L’ultima indagine della Fondazione Studi Consulenti del Lavoro ha passato in rassegna i diversi tipi di impieghi per i quali sul mercato non c’è domanda, ma un’altissima offerta e tra le professioni dimenticate spuntano quelle del sarto, del panettiere e del falegname, e poi installatori di infissi, pasticceri, baristi, camerieri e macellai. Si tratta di lavori manuali che richiedono fatica e turni anche in notturna, oppure un percorso lungo ed impervio prima di diventare esperti, ma che in ogni caso assicurano forti guadagni e la possibilità di lavorare anche autonomamente.

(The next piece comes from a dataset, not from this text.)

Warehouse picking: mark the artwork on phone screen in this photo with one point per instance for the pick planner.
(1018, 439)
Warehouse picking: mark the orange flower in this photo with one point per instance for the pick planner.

La ricerca ha analizzato il profilo di questi 3 milioni di lavoratori inattivi (+2,7% rispetto al 2011), che si dicono disposti a lavorare, ma che in realtà non si adoperano per cercare un’occupazione. Dall’analisi risulta che gli inattivi si dividono in “scoraggiati”(1,3 milioni, il 43% del totale), che dichiarano di non cercare lavoro perché convinti di non trovarlo, ed inattivi "choosy" (111mila nel 2012), che invece cercano, ma non sono disposti ad accettare qualsiasi tipo di impiego.
Non passano in secondo piano nemmeno quelle professioni difficili da reperire perché presuppongono un percorso formativo il cui accesso è a numero chiuso o perché poco attrattive. È il caso dei tecnici informatici (il 24%) e degli operai specializzati (il 33%).
Mentre l’Italia pullula di giovani laureati che non corrispondono al livello produttivo reale, rischiano di scomparire attività che caratterizzano il nostro “made in Italy” di qualità. I consulenti del lavoro denunciano la criticità di questa situazione, che ci vede costretti ad importare dall’estero numerosi lavoratori specializzati in questi mestieri che nessuno nel nostro Paese vuole fare, portando di conseguenza alla diminuzione del livello di professionalità degli italiani e all’incremento del tasso di disoccupazione.